Gordon Brown has not increased the tax on spirits since January 1998 - which means in real terms that Excise has been reduced every year for the last six years.

"We are delighted that the Chancellor has listened to our case. It reduces the tax discrimination against spirits compared to imported wine. This is vital at a time when producers of a indigenous UK product have been pressed hard by increased costs and foreign competition."

And from Diageo, the spirits industry leader, Tony Mair, corporate affairs director, Diageo GB said: "We are very pleased that the Chancellor has delivered a duty freeze on spirits for the sixth successive year. He has clearly recognised the high price sensitivity of spirits compared to other alcoholic drinks, and the need to keep reducing the level of tax discrimination against spirits.

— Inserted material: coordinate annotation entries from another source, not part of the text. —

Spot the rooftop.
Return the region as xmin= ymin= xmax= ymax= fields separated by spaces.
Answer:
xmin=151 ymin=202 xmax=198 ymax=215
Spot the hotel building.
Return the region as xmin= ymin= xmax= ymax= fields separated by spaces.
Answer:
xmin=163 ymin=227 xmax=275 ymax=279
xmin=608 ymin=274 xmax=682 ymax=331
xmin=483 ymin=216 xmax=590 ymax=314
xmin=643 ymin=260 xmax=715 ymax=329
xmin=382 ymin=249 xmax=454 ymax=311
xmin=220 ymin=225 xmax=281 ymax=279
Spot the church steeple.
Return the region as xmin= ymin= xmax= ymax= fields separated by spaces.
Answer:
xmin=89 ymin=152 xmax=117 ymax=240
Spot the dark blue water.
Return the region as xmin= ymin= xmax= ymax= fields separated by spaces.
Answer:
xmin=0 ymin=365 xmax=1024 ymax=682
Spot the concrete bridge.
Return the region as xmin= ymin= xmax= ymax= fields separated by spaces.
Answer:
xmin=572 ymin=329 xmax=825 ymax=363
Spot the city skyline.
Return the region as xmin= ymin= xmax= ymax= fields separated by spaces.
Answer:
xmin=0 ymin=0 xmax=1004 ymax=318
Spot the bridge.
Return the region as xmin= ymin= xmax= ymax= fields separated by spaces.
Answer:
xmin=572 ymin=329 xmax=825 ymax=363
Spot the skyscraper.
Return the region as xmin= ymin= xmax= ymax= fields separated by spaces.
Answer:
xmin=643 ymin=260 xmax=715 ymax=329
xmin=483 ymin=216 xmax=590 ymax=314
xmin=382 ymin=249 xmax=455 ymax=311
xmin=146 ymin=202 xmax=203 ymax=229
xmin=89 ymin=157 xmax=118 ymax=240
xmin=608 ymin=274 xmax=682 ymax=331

"Since 1998, the Chancellors decision to freeze spirits duty has delivered year-on-year increases in revenue for the Treasury - revenue from spirits was £2.186 billion in 2002*, compared to £1.605 billion in 1998* - as well as creating stability which has enabled the industry to invest greater spend on innovation. We hope that the Chancellor will go further in the future and cut spirits duty, delivering a much-needed boost to the industry.

"We will continue to work closely with government to ensure that their proposed new anti-fraud measures do not threaten the competitiveness of the legitimate industry."